Obtaining a second search result based on the search content and the second type of file collection includes:

The second search result is obtained according to the search content and the second index in the available state in the second type of file collection.

15. The method according to claim 13 or 14, characterized in that the method further comprises:

If the search results include the document marked as deleted, filter out the document from the search results;

The sending of the search results to the second terminal device includes:

Search results not including the document are sent to the second terminal device.

16. A device for building an index, characterized by comprising:

A transceiver module, used to receive documents from the first terminal device;

A processing module configured to generate a first index and a second index according to the document, and store the first index into a first type of file collection, and store the second index into a second type of file collection. in the j-th second file in , and establish a mapping relationship between the first index, the second index and the document, the first index represents the mapping relationship between the vector and the document, and the second The index represents the mapping relationship between the text and the document.
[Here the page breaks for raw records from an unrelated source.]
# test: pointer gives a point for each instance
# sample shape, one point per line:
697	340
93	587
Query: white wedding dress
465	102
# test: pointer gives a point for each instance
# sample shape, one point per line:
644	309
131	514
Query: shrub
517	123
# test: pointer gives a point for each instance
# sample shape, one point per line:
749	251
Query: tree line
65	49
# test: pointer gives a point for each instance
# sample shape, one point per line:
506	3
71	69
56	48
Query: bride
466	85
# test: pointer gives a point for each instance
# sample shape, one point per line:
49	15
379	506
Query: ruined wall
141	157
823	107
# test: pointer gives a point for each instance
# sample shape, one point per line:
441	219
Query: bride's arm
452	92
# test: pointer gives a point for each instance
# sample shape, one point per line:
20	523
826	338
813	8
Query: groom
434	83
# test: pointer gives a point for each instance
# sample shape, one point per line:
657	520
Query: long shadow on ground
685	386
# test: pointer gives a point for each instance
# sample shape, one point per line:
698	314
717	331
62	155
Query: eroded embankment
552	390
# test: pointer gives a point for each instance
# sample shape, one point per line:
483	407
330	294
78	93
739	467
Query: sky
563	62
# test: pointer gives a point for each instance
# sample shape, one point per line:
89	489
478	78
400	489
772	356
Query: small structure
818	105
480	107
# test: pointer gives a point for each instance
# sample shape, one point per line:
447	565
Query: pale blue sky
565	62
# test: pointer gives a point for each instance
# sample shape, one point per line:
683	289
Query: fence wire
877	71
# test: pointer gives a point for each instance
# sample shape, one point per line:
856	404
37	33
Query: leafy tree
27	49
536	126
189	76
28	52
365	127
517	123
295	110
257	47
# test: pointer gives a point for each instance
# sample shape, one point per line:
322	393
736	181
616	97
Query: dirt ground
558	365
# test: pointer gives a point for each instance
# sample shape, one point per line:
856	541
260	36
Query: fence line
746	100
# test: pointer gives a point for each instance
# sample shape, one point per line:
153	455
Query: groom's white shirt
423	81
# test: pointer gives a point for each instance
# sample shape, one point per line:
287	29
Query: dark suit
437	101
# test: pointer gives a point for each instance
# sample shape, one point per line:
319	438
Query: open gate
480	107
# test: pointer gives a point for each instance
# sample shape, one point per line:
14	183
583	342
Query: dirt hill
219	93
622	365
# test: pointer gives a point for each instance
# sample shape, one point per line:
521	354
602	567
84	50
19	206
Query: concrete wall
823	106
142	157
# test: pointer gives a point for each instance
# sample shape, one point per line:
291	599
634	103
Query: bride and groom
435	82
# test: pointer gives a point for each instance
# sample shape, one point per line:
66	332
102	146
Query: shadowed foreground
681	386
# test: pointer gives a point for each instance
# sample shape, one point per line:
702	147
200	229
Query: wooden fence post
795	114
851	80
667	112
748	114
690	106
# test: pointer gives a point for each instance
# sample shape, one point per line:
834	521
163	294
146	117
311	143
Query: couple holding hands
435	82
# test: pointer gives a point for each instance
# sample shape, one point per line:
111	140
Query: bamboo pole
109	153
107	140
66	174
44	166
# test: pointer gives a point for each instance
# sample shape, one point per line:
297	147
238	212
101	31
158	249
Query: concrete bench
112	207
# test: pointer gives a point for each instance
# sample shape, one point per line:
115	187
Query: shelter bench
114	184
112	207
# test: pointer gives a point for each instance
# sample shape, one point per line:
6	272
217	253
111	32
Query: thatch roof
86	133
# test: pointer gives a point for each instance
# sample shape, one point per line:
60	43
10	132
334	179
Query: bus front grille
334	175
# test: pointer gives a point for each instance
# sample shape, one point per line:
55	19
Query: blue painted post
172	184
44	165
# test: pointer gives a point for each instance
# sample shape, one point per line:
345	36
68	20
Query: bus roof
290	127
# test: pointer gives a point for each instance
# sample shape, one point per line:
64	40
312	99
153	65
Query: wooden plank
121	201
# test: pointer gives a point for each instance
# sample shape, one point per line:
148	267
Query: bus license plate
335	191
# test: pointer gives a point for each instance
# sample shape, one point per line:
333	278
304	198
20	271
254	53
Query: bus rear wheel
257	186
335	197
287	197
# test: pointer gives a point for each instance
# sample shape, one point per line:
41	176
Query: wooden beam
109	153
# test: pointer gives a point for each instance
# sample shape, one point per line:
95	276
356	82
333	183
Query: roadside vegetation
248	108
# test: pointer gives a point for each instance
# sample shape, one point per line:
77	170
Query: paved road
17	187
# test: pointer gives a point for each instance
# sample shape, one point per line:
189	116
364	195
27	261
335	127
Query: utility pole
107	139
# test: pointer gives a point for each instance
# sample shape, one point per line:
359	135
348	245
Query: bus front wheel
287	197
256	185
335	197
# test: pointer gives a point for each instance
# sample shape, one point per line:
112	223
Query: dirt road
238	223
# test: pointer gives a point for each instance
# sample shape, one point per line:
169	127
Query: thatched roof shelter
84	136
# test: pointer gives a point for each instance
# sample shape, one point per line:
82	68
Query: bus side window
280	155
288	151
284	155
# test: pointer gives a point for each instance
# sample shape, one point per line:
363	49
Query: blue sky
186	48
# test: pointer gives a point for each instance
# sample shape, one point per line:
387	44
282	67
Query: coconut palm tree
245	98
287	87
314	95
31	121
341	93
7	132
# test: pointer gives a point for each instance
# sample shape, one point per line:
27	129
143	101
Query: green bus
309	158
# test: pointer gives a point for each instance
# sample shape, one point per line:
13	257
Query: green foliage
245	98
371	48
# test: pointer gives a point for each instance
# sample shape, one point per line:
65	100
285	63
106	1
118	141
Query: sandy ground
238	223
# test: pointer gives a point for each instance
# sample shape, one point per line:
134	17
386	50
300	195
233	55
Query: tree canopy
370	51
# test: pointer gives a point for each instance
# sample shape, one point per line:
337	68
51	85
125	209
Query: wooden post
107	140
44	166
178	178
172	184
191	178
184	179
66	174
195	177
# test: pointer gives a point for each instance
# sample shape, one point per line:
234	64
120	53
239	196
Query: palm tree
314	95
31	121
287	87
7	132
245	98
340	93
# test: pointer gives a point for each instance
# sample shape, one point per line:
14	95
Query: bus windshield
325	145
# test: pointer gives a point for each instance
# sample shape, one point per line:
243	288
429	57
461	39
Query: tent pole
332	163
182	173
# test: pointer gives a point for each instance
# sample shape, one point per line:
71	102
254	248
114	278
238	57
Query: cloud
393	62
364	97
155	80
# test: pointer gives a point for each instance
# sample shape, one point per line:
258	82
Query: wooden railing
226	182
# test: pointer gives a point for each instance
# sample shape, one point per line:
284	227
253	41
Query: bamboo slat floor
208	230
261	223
The first index is in an available state. The first index in the available state is used to search for the document associated with the search content through a vector. In the first type of file collection Including at least one first file, the number of the first indexes stored in the first file is a first threshold, and the j is an integer greater than or equal to 1;

The processing module is also used for:

17. An electronic device, characterized by comprising: a memory, a processor and a transceiver;

The processor is configured to be coupled to the memory, read and execute instructions in the memory, to implement the method according to any one of claims 1-16;

The transceiver is coupled to the processor, and the processor controls the transceiver to send and receive messages.

18. A computer-readable storage medium, characterized in that the computer storage medium stores computer instructions. When the computer instructions are executed by a computer, the computer is caused to execute any one of claims 1-16. Methods.